Hardly. While Jenkins explains that the toe-touch does promote blood flow and can help prevent certain kinds of injuries by making both muscles and the fascia that surrounds them more flexible, he’s not sold on the idea that it’s the crowning achievement of physical health. “In terms of specifically touching your toes, I’m dubious about its effect on fitness and health because there are so many factors beyond your control,” he says. In fact, he explains, improving flexibility in the lower limbs can actually decrease muscle strength and efficiency, particularly during exercises like running. However, at the same time, it can also improve posture, relieve stress, ease back pain and indicate whether or not you may have heart disease, so provided you don’t need super ripped legs and you just want to increase your flexibility and circulation a little, there’s no reason why you shouldn’t shoot for the stars (or at least your toes) and try to get yourself there.

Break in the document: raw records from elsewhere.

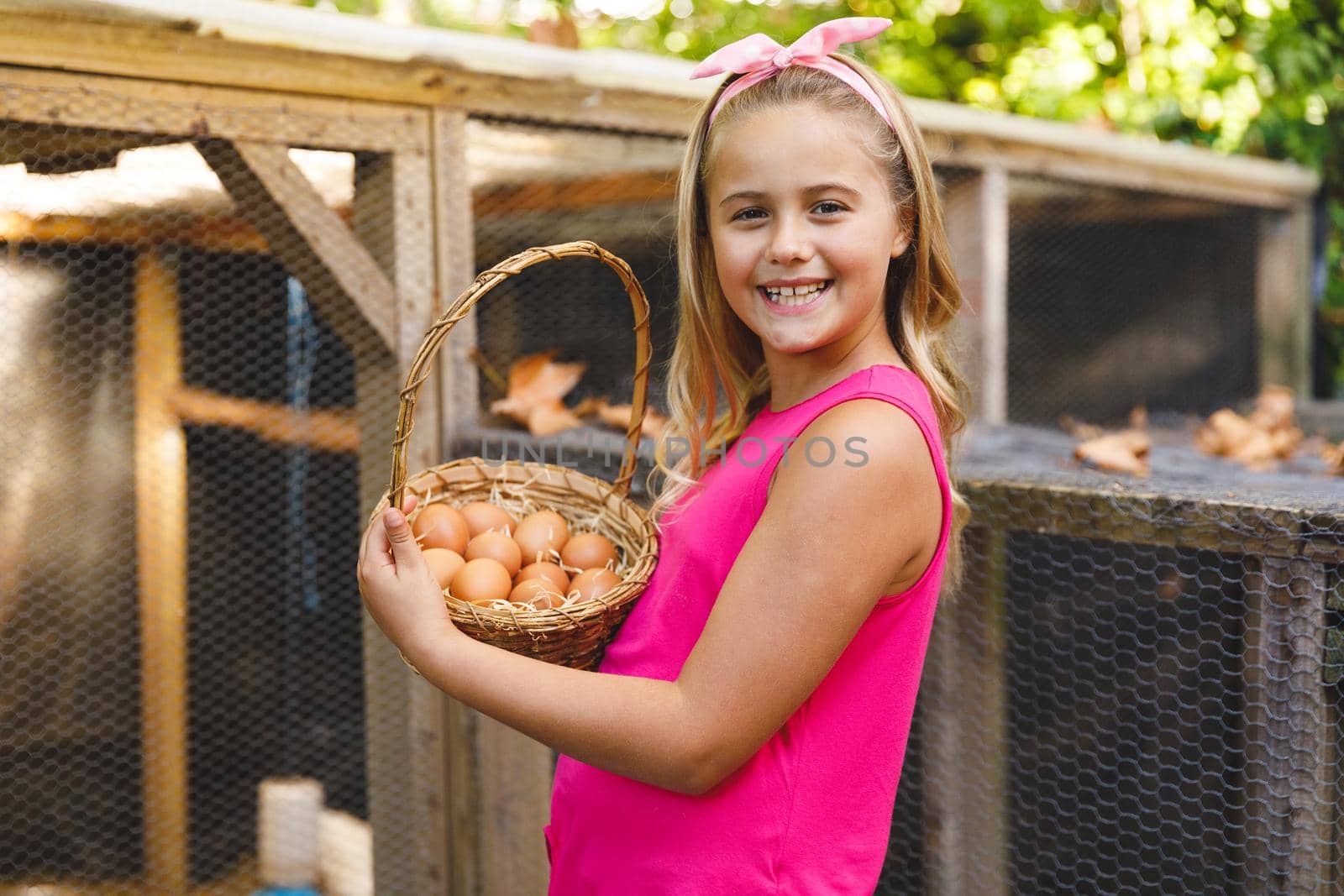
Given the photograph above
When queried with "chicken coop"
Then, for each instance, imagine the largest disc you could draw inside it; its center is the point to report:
(225, 233)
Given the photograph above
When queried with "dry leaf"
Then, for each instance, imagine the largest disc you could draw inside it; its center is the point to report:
(1117, 452)
(549, 419)
(1334, 457)
(537, 385)
(1260, 439)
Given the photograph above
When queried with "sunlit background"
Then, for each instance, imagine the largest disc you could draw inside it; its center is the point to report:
(1256, 76)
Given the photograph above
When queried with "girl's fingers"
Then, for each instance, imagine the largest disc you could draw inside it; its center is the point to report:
(405, 551)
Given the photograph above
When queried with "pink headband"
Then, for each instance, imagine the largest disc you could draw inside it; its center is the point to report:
(757, 58)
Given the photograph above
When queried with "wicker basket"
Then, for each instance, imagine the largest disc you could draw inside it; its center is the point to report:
(575, 634)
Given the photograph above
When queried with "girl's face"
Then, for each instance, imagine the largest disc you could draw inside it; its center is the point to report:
(793, 199)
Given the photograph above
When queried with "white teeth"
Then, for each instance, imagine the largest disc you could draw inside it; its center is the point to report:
(793, 295)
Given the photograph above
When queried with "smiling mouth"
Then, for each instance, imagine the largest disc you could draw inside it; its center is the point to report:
(796, 301)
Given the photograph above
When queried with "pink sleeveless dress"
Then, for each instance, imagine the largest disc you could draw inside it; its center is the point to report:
(810, 815)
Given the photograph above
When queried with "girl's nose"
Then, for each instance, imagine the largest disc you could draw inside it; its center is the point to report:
(790, 241)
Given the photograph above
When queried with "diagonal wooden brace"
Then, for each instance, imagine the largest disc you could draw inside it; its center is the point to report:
(336, 269)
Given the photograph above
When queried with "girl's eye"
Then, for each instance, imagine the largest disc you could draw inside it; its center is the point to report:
(741, 214)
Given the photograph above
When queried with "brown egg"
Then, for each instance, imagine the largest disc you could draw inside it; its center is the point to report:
(443, 563)
(591, 584)
(483, 516)
(539, 593)
(544, 570)
(438, 526)
(541, 533)
(481, 580)
(497, 547)
(588, 551)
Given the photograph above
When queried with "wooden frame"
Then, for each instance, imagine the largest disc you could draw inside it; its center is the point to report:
(394, 297)
(472, 792)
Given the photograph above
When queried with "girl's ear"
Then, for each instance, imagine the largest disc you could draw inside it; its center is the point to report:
(900, 244)
(905, 226)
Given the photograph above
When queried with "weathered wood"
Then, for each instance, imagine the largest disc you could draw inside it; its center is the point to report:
(320, 430)
(208, 234)
(161, 560)
(198, 110)
(393, 214)
(1283, 298)
(477, 74)
(976, 215)
(386, 687)
(457, 380)
(141, 50)
(308, 237)
(967, 809)
(1289, 750)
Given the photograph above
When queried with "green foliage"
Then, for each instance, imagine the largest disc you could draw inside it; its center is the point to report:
(1257, 76)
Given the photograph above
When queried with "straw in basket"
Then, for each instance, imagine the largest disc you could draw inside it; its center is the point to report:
(577, 633)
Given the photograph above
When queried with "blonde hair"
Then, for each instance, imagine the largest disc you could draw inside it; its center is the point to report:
(716, 351)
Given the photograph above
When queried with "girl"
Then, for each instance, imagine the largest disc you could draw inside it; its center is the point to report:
(746, 728)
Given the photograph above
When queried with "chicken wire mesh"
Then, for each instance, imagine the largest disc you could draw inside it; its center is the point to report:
(178, 409)
(1133, 694)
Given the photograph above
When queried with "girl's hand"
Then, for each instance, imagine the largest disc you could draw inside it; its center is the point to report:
(398, 589)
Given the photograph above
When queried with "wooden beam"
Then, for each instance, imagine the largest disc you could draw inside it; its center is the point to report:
(976, 215)
(454, 214)
(225, 234)
(198, 110)
(161, 559)
(320, 430)
(1284, 300)
(308, 237)
(968, 828)
(394, 215)
(155, 51)
(602, 191)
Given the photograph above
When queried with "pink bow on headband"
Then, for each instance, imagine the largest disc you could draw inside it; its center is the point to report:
(757, 58)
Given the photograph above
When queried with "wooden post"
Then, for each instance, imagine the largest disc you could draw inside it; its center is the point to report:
(1283, 298)
(976, 217)
(308, 237)
(1289, 750)
(968, 746)
(501, 778)
(394, 217)
(456, 269)
(161, 557)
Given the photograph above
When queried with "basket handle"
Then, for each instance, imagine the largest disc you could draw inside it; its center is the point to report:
(484, 282)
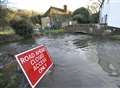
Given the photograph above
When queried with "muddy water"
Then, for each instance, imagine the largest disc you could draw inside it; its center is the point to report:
(81, 61)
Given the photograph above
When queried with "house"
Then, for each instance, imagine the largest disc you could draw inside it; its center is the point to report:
(56, 17)
(110, 14)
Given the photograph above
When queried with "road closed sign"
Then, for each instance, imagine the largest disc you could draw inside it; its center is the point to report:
(34, 63)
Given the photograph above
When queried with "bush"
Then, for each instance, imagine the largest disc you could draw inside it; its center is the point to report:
(22, 27)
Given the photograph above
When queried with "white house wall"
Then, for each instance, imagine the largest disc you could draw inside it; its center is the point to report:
(114, 15)
(111, 9)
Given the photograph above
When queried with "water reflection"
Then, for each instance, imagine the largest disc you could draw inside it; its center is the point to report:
(109, 56)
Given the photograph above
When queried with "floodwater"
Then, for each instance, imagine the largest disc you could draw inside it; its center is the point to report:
(80, 61)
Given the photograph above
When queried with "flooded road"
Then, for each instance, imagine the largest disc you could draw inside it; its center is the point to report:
(81, 61)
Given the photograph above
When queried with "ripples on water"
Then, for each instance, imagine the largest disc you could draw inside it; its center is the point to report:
(81, 61)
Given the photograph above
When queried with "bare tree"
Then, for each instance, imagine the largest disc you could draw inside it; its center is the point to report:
(95, 5)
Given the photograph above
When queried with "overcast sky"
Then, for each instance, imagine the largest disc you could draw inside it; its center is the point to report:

Interestingly, some fitness experts like personal trainer and MMA coach Jason Parsons recommend you don’t do this the old-fashioned, “forward fold” way. Instead, as he wrote in a blog post for Fit Men Cook, use a foam roller to open up your calves, hips and back or focus on strengthening (not stretching) your hamstrings with hip-extension exercises like kettlebell swings, various types of squats or even hop on the rower. Daniel Vadnal of FitnessFAQs also says learning how to tilt your pelvis posteriorly can help, something you can do with planks, a modified leg lift and some range of motion exercises (all of which you can see here).
Of course, if you’re dying to forward fold the classic way, there’s always yoga. According to a survey by sportswear brand Sweaty Betty, 87 percent of people who practice yoga regularly can touch their toes. A good rule of thumb, says Jenkins, is to hold any stretching pose for at least 60 seconds, breathing through it even if it hurts (though it should never be excruciating — that means you’re hurting yourself). So as long as you realize toe-touching doesn’t take place overnight and you’re willing to put in work nearly everyday to get there, you should theoretically be able to do it.
And if you still can’t, well, join the club.